A New Direction for the Mac Arm64 Code Generator
Walter Bright
newshound2 at digitalmars.com
Sat Jul 11 04:15:16 UTC 2026
I had carefully crafted the Mach object file generation according to how the
default Mac compilers worked. I'd compile bits of code with clang, and dump out
the object files. Fortunately, there was also a specification for it, and I
could compare the specification with what was generated.
Enter the arm64 clang. Well, it throws this out the window, and has their own
undocumented variant of the file format. I've spent a lot of time with AI trying
to figure out how to make my work still work with the new ld linker.
The AI would give me mostly correct information, but would never quite give me
the details of how it was supposed to work. (This is the likely result of a lack
of documentation.) Many of its recommendations just resulted in internal linker
assert failures. Yes, my object files would crash ld. This is not helpful
because I don't know why they crashed it. AI finally recommended to me reading
the LLVM linker source code (it's open source).

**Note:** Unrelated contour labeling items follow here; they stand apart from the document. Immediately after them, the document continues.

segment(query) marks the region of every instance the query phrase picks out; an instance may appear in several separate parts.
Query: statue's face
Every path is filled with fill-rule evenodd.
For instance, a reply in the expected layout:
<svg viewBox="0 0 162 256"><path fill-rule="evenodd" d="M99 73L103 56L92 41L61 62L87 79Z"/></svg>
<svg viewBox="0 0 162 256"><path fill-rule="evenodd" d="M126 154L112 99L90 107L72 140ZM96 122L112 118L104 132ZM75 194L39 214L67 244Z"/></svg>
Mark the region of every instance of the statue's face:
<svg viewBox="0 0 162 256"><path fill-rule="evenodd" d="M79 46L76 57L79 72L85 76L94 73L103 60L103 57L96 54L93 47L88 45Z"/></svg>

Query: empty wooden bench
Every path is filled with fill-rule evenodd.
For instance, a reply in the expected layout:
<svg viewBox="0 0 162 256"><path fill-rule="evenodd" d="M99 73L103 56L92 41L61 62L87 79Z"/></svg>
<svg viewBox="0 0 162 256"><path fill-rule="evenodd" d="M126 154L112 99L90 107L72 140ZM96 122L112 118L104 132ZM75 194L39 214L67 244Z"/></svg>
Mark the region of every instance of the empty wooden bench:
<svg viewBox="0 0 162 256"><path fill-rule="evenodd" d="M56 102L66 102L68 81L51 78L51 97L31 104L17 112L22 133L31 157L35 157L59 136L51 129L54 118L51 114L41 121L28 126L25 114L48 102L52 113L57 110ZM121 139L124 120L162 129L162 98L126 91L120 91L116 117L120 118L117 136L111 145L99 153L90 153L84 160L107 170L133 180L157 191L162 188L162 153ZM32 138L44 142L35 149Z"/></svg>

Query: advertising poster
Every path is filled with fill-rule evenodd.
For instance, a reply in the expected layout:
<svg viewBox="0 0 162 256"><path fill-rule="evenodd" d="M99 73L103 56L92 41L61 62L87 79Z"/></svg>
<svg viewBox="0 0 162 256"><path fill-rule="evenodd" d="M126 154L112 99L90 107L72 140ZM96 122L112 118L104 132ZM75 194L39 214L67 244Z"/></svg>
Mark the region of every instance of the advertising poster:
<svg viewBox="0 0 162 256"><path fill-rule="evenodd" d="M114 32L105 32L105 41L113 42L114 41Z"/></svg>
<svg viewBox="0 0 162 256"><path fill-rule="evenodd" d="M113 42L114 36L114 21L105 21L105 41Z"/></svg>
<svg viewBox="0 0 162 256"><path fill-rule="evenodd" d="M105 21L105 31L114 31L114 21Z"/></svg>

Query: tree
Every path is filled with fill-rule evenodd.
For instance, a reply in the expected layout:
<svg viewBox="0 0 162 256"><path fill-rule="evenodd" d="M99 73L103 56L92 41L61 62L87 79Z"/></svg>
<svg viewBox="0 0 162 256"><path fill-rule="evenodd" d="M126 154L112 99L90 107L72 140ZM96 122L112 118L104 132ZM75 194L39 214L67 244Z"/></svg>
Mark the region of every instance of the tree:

Well, looking at that undocumented uncommented hellish snarl of C++ code was a
moment of unhappy frustration for me.
So I am forced to abandon the documented way to generate object files, and
reverse engineer the new way. At least one point in my favor is I can use g++ to
generate sample .o files, and then try to conform to what g++ emits.
It's going to be slow going, though.
Given the frequent erroneous assertions AI has made about the object code
format, I won't bother trying to use AI to generate the code.